Absolutely. This is also a loss for the host countries from which these people have had to flee, often in the most desperate of circumstances.
As well as pop stars and celebrities, it is mostly decent members of the public who have been writing to us, as the hon. Member for Liverpool, Riverside (Mrs Ellman) pointed out. They can conceive of the enormity of what refugees, or people fleeing to safety, have had to go through, and in their droves they have been very supportive.

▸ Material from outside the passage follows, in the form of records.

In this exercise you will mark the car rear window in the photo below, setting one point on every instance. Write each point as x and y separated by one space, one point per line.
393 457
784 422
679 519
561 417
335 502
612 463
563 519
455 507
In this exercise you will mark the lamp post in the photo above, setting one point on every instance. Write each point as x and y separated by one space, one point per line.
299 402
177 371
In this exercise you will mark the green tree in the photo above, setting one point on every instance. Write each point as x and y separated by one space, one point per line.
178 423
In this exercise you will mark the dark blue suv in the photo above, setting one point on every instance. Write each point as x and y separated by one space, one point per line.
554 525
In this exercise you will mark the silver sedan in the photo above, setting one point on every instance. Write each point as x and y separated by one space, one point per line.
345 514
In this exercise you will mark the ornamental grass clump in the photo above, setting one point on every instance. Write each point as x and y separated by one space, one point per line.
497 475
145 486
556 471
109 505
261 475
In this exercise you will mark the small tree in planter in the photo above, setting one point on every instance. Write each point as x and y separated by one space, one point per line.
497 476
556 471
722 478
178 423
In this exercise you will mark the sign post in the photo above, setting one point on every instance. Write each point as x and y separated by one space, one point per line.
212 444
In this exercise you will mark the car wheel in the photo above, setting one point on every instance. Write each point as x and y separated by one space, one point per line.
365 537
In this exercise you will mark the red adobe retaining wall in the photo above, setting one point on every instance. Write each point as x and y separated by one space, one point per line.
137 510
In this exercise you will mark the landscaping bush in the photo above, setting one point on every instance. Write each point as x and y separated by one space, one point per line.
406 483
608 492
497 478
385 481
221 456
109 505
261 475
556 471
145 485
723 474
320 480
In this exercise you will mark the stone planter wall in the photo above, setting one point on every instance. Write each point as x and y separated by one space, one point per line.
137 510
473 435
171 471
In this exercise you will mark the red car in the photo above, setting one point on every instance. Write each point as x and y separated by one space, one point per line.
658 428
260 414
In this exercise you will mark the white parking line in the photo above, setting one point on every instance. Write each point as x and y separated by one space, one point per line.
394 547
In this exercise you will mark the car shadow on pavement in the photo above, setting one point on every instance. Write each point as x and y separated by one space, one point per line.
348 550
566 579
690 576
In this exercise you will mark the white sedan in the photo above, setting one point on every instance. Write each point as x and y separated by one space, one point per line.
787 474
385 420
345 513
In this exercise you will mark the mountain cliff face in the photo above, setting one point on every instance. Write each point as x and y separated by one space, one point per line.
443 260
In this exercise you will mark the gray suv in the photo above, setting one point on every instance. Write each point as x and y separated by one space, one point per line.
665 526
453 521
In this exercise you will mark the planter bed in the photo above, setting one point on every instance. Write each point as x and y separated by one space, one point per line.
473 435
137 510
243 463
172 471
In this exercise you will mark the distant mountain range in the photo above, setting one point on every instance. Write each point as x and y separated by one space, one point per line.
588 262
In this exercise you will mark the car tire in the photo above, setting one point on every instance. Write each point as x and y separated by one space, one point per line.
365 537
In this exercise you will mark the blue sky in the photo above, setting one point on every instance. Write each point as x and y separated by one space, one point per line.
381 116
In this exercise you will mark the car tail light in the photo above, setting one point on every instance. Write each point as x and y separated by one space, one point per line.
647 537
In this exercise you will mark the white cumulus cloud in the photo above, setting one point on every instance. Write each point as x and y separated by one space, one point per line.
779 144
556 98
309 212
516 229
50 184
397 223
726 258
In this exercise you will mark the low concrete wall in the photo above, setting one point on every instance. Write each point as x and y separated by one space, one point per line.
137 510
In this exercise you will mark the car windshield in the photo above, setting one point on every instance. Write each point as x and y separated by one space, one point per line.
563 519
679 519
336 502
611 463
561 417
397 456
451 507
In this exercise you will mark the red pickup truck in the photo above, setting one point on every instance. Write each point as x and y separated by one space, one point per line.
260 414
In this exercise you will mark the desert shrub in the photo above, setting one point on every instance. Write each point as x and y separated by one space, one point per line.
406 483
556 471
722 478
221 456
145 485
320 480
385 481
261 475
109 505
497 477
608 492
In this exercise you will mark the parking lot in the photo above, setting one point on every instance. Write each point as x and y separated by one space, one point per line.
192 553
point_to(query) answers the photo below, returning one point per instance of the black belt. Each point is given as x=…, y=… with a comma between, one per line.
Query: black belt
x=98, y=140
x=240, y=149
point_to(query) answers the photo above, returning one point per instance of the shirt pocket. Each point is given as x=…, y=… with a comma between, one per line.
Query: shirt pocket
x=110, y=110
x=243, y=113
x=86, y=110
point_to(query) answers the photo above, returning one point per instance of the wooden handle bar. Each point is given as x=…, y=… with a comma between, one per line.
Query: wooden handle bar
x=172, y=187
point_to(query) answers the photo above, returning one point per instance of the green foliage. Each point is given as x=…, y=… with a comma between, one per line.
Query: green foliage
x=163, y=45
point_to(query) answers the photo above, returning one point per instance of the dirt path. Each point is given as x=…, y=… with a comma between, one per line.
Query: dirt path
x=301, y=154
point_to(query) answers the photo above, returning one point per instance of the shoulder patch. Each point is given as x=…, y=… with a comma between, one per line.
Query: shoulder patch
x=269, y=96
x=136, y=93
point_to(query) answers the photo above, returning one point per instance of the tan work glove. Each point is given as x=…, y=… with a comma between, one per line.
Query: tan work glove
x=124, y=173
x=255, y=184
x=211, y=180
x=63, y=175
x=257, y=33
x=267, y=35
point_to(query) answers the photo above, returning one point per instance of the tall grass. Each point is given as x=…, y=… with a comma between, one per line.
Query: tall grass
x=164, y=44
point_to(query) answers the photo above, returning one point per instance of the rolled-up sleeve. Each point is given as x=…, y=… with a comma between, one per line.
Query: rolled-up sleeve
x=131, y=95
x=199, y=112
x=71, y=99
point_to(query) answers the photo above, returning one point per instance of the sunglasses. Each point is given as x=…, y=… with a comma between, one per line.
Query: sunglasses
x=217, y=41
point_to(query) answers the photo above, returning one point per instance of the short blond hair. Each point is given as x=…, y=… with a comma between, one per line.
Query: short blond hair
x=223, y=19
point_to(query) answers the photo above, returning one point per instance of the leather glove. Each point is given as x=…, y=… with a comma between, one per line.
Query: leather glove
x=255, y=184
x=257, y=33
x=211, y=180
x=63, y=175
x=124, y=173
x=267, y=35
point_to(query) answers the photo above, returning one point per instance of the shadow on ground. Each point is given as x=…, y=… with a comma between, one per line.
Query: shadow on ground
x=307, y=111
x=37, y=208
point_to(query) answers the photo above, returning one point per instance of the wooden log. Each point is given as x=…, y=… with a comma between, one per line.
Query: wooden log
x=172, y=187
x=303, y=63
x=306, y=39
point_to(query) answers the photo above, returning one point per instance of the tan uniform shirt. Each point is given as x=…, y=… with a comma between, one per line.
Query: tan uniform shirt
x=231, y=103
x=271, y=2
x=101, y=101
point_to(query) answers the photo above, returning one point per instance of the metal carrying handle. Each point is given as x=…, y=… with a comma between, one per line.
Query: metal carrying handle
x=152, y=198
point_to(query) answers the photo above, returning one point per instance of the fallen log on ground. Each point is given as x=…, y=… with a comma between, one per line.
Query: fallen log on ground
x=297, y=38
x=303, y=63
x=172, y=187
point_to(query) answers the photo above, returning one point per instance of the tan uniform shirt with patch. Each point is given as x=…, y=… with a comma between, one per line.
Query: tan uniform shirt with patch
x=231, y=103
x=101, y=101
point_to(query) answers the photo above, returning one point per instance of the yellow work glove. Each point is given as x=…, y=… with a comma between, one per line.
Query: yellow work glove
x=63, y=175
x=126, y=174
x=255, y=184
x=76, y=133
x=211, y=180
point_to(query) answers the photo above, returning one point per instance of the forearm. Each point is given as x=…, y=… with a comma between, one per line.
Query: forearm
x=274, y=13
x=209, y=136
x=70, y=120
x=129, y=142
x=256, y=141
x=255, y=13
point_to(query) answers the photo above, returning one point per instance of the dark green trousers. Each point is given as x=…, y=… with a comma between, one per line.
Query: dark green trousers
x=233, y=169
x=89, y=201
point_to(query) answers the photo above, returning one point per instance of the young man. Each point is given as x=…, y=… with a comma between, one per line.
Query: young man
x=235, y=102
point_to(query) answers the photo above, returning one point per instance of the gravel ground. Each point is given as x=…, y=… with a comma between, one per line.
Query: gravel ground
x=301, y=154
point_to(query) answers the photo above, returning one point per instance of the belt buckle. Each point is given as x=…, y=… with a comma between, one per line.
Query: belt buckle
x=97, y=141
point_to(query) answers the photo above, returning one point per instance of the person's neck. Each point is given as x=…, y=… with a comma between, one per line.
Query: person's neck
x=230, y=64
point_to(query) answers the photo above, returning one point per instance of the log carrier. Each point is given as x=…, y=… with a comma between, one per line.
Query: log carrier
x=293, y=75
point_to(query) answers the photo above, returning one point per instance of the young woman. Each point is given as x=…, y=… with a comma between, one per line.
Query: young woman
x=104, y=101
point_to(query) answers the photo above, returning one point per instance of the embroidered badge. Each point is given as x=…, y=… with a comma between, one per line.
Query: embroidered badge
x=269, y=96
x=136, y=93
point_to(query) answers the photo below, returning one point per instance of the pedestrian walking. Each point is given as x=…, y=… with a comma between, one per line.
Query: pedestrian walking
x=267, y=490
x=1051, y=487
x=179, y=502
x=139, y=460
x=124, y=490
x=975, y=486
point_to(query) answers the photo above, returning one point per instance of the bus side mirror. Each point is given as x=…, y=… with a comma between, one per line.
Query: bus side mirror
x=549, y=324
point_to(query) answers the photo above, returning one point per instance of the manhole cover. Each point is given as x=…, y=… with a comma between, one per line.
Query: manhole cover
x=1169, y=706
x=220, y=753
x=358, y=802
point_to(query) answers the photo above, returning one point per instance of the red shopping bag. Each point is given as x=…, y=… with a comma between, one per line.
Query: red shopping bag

Often as Members of Parliament, we have to consider issues that require us to put ourselves in the shoes of those whose experiences are dissimilar to our own, which puts our ability to empathise to great test. At first glance, the subject of the Bill may seem as though it is going to ask us to put ourselves to similar lengths. How can we, sat here in this old royal palace in the heart of London, begin to know what it is like to be a refugee who has fled the guns of Assad, crossed dangerous seas with their life in the hands of unscrupulous smugglers and then faced a gruelling, adversarial asylum system? How can we know what it is like to be a 17-year-old from Eritrea who has escaped his homeland because he did not want to end up like his older brother—murdered because he did not want to be forcibly conscripted, indefinitely, into the army? I do not know, but I know that I do not want to know and I certainly do not want many other people to know in future.